🏃 / catch my muse stealing valuable’s from your muses family during a family holiday dinner
the house is absolute insanity. with all three kids home, sophie tearing through her new cache of toys, and even roman and josephine stopping by, it’s easy to lose track of people. phil is busy in the kitchen, from which carol has been banned during the holidays for years. sasha and roman have been roped into helping sophie construct the absolute monstrosity of a dollhouse her grandparents bought. everyone else is scattered between the kitchen and living room and the house feels happier than it has in months.

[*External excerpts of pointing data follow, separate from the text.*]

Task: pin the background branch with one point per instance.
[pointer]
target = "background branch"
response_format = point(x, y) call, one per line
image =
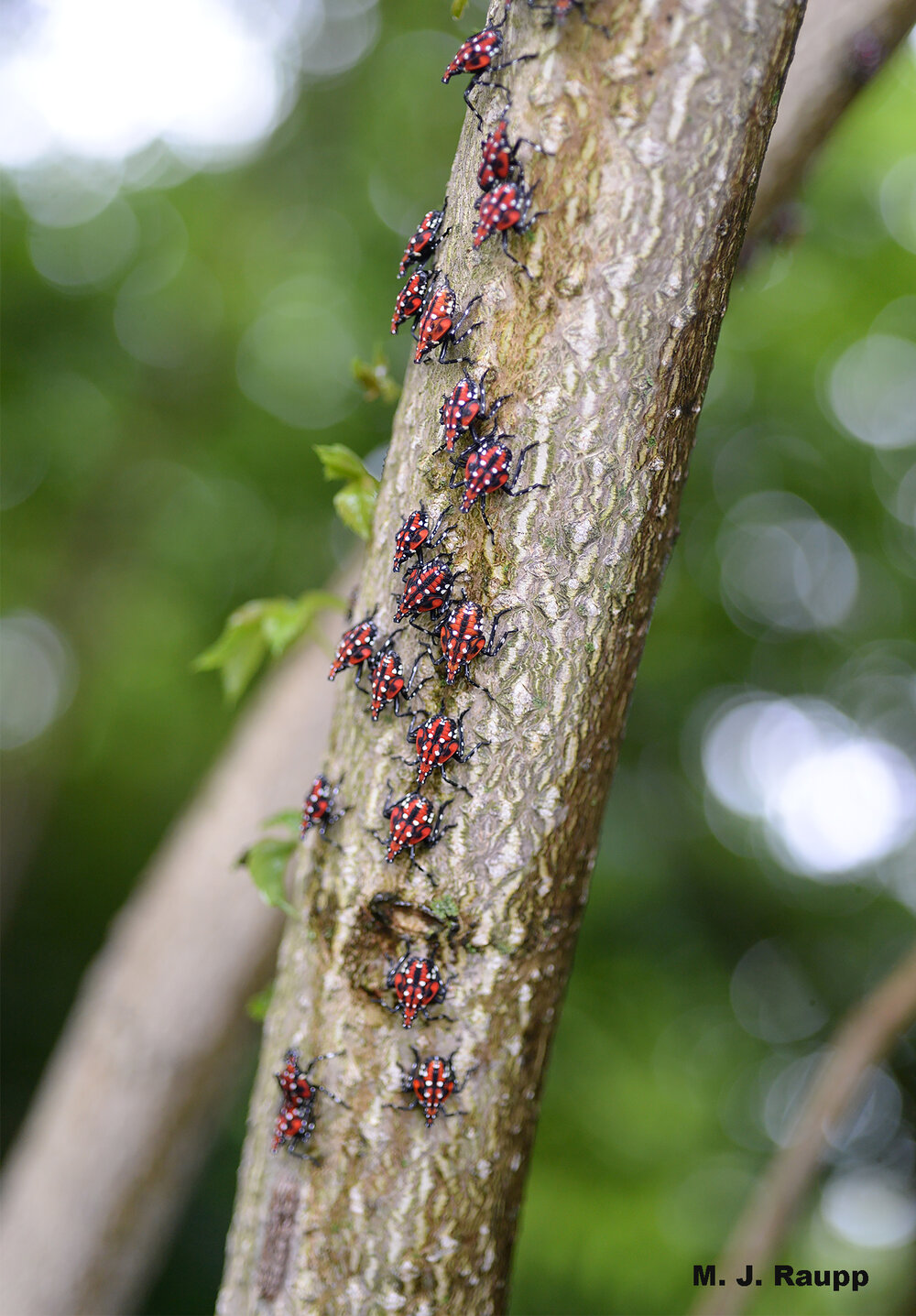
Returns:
point(861, 1041)
point(843, 44)
point(195, 930)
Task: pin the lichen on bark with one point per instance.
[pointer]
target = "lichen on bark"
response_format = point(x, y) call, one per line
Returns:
point(656, 138)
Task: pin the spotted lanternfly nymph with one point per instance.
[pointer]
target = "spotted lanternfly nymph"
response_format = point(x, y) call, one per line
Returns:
point(440, 325)
point(295, 1122)
point(431, 1081)
point(499, 162)
point(415, 536)
point(319, 807)
point(387, 683)
point(463, 638)
point(418, 984)
point(427, 589)
point(355, 647)
point(425, 240)
point(506, 210)
point(413, 820)
point(487, 467)
point(410, 299)
point(437, 741)
point(466, 407)
point(560, 9)
point(475, 57)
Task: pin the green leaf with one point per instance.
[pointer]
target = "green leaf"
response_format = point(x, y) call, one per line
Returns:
point(267, 862)
point(445, 908)
point(287, 819)
point(355, 502)
point(256, 1006)
point(355, 506)
point(235, 656)
point(340, 462)
point(285, 620)
point(258, 628)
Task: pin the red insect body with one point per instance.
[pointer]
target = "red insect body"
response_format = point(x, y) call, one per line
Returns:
point(355, 647)
point(410, 824)
point(463, 638)
point(418, 984)
point(436, 322)
point(292, 1081)
point(475, 54)
point(499, 158)
point(425, 240)
point(476, 57)
point(487, 469)
point(295, 1120)
point(431, 1081)
point(427, 589)
point(440, 324)
point(294, 1126)
point(387, 683)
point(437, 741)
point(415, 536)
point(410, 299)
point(317, 810)
point(464, 406)
point(506, 210)
point(412, 820)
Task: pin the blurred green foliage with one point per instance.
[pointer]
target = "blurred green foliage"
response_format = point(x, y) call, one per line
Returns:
point(150, 491)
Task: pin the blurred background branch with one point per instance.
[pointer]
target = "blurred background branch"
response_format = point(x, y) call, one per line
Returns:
point(841, 48)
point(862, 1041)
point(78, 830)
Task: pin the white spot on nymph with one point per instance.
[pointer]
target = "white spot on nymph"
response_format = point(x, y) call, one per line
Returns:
point(649, 151)
point(392, 1301)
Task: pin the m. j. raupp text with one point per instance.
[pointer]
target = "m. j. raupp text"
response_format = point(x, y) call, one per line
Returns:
point(787, 1277)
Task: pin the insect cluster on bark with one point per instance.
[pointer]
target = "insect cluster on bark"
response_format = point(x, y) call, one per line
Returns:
point(460, 632)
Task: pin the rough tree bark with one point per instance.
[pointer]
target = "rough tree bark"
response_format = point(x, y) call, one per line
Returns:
point(659, 137)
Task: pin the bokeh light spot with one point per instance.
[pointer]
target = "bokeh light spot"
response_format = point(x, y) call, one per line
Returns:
point(785, 568)
point(37, 677)
point(873, 391)
point(870, 1207)
point(832, 798)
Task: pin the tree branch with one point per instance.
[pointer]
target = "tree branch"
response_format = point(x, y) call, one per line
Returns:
point(114, 1137)
point(656, 137)
point(862, 1039)
point(58, 1249)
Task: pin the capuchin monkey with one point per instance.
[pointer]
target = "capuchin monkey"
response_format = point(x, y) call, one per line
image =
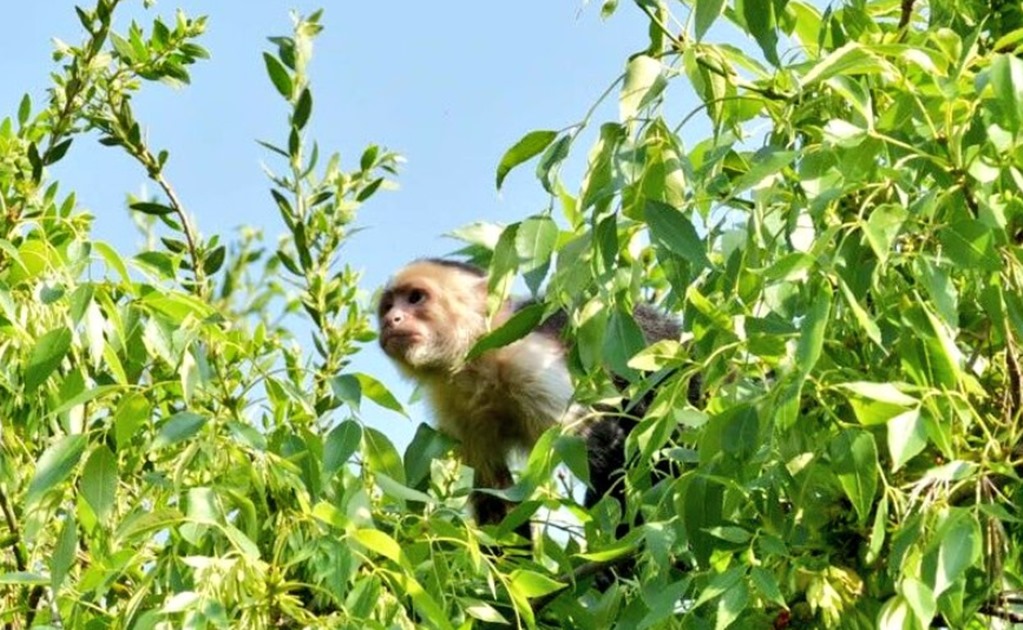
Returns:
point(432, 313)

she’s pulling extra napkins out of the closet when she sees the light on in the office. stevie had been in an odd funk the past couple of days. he must have just needed a moment of peace. she raps her knuckles against the door before pushing it open, just meaning to check in on her way back to the party. but then the door swings open and stevie whirls around, hands behind his back and a deer in the headlights look that stops her heart for a second.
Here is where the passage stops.